叫べ、叫べ、大きく叫べ!


「栞那、お母さんは無事だから、もう大丈夫だから。ね。戻ってきたらまずちゃんと謝って、それから『ありがとう』を伝えよう。私たちがこうして生きているのはお母さんとお父さんがいるから。2人にはちゃんとありがとうを伝えよう」

「うん」

「それに、今までそんな事ちゃんと言わなかったからね。日々当たり前なことは言っても特別な日とかは全然。だからさ、私たちで手料理なんか作っちゃってさ、2人を喜ばせようよ。……もう私たちは離れちゃうかもしれないけれど」

「……っ、ひどいおねーちゃん、せっかくいいなと思ったのに最後のは、っ余計だよ、っ、はなれたくないっ」

「私だってっ」


堪らず体を180度反転させた。しくしくと泣く栞那抱きしめる。



「早く離婚すればとか言ってたのにこんなに拒否してる……ふふ、おかしいね」

「うぅぅ……」

「決めるのはお母さん達だから。

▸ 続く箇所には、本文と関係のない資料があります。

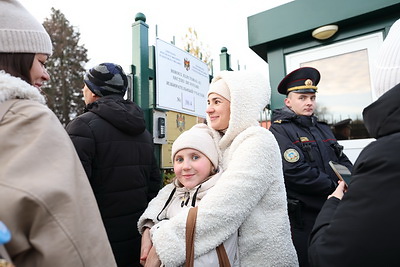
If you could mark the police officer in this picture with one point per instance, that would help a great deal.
(307, 145)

仕方ないよ。……離れても私と栞那は姉妹で家族だからね……だからさ、もう泣かないで……っ」


頭を撫でるとこくんと縦に振って胸の中に擦り寄った。まるで離れまいとお願いするように。そんな彼女をまた優しく抱きしめる。微かに香る同じピーチの香りが切なく鼻奥を掠める。目を瞑ると目端から一筋こぼれ落ちた。


願うなら、せめて、昔のようにもう一度家族みんな揃って笑って食事がしたい。

それだけで充分幸せだから――。



あともうひとつ、




はやく千木良くんに会いたい……――。